As an organization plans its big data strategy, the following Terms are likely to be used with increasing frequency.


  • Hadoop: A batch-oriented programming framework that supports the processing of large data sets in  a distributed computing environment. Hadoop is written in the Java programming language and is a top-level Apache project (Apache is a decentralized community of developers supporting open-source software).
  • HBase: A non-relational, column-oriented distributed database written in Java. A column-oriented database stores data tables as sections of columns of data rather than as rows of data, as in most relational databases, providing fast aggregation and computation of large numbers of similar data items.

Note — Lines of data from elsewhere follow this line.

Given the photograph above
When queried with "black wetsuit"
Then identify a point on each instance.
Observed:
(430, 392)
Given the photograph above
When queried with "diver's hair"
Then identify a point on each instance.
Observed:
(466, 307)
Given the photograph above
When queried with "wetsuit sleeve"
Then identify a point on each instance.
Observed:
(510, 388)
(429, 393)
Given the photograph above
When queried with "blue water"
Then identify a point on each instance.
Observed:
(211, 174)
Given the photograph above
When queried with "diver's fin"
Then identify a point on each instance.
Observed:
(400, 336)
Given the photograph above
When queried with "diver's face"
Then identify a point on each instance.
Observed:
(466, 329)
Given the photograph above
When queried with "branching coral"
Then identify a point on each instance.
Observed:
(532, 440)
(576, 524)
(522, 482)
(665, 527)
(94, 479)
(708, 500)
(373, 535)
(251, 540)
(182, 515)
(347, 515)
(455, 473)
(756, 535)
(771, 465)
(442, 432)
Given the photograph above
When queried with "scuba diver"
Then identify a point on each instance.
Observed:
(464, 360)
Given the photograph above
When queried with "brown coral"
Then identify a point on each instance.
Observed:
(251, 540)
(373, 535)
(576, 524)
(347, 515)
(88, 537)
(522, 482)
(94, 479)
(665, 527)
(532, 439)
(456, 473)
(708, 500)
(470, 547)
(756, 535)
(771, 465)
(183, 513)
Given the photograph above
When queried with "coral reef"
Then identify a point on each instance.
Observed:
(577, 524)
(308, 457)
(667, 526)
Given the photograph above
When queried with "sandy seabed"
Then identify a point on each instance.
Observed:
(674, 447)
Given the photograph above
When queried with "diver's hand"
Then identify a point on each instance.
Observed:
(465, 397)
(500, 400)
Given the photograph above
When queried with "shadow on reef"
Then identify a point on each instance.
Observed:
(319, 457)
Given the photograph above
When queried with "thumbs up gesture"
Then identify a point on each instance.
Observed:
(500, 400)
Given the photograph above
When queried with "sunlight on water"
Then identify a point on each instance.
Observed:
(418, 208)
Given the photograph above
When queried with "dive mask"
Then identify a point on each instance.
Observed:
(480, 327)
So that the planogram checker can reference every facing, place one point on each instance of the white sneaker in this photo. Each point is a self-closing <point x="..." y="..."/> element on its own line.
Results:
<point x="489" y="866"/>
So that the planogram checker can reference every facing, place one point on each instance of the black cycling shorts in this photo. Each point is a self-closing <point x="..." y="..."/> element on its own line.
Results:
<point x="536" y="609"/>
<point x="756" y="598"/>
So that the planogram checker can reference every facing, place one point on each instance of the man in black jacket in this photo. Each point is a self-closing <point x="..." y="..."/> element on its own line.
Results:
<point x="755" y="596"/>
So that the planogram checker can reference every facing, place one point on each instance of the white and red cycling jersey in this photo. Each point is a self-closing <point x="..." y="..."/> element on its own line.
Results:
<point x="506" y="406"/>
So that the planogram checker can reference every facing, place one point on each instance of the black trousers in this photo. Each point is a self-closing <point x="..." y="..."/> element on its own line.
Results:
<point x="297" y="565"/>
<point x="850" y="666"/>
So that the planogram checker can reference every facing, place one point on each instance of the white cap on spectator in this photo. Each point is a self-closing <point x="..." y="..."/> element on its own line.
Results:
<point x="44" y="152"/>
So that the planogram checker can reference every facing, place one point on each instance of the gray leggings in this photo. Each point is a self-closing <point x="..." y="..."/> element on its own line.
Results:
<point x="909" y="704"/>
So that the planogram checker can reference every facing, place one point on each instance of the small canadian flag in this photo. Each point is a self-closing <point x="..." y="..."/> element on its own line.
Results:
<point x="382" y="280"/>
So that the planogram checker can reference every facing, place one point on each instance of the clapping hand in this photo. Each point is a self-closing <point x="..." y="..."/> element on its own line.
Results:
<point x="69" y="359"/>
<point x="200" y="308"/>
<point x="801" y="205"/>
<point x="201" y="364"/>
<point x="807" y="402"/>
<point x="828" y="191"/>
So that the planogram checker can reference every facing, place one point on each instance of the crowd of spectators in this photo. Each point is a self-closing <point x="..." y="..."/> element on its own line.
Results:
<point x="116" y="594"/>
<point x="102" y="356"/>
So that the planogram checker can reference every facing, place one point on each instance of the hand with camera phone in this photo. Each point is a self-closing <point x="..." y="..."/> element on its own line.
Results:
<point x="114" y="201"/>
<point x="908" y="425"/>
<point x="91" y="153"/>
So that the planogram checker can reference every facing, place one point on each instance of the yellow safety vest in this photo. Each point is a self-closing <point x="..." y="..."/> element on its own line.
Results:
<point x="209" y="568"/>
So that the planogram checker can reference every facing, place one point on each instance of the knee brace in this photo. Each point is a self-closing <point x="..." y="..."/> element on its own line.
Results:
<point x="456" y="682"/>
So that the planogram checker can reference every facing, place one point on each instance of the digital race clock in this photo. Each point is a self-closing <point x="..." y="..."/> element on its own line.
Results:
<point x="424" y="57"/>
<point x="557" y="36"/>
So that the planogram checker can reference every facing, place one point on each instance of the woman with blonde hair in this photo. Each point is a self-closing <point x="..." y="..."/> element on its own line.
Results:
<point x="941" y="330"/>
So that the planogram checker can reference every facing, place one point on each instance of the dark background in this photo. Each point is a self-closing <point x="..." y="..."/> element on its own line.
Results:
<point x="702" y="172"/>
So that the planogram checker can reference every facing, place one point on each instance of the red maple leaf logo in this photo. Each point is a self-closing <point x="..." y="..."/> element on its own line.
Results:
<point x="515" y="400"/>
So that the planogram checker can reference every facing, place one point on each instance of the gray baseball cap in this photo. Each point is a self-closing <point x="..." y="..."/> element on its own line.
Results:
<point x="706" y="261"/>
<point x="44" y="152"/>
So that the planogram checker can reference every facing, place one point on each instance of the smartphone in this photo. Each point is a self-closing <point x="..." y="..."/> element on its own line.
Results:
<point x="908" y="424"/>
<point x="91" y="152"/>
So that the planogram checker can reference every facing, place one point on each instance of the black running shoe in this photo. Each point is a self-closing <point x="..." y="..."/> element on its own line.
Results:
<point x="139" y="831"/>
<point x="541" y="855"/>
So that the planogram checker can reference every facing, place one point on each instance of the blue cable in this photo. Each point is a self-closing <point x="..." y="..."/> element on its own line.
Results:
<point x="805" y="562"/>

  • HDFS: A distributed, scalable, and portable file system written in Java for the Hadoop framework.
  • Hive: A data warehouse infrastructure built on top of Hadoop, providing data summarization, query, and analysis. It permits queries over the data using a familiar SQL-like syntax.
  • Flume: A tool for collecting, aggregating, and moving large amounts of log data from applications to Hadoop.
  • Mahout: A library of Hadoop implementations of common analytical computations.
  • Oozie: A workflow scheduler system developed to manage Hadoop jobs.
  • Pig: A platform for analyzing large datasets that consists of a high-level language (Pig Latin) for expressing data analysis programs, coupled with infrastructure for evaluating these programs.
  • R: R is a free software programming language and software environment for statistical computing and Graphics. The R language is widely used among statisticians and data miners for developing statistical Software and data analysis.
  • Sqoop: A tool facilitating the transfer of data from relational databases into Hadoop.
  • Zookeeper: A centralized service for maintaining configuration information, naming, providing distributed synchronization, and providing group services for distributed applications.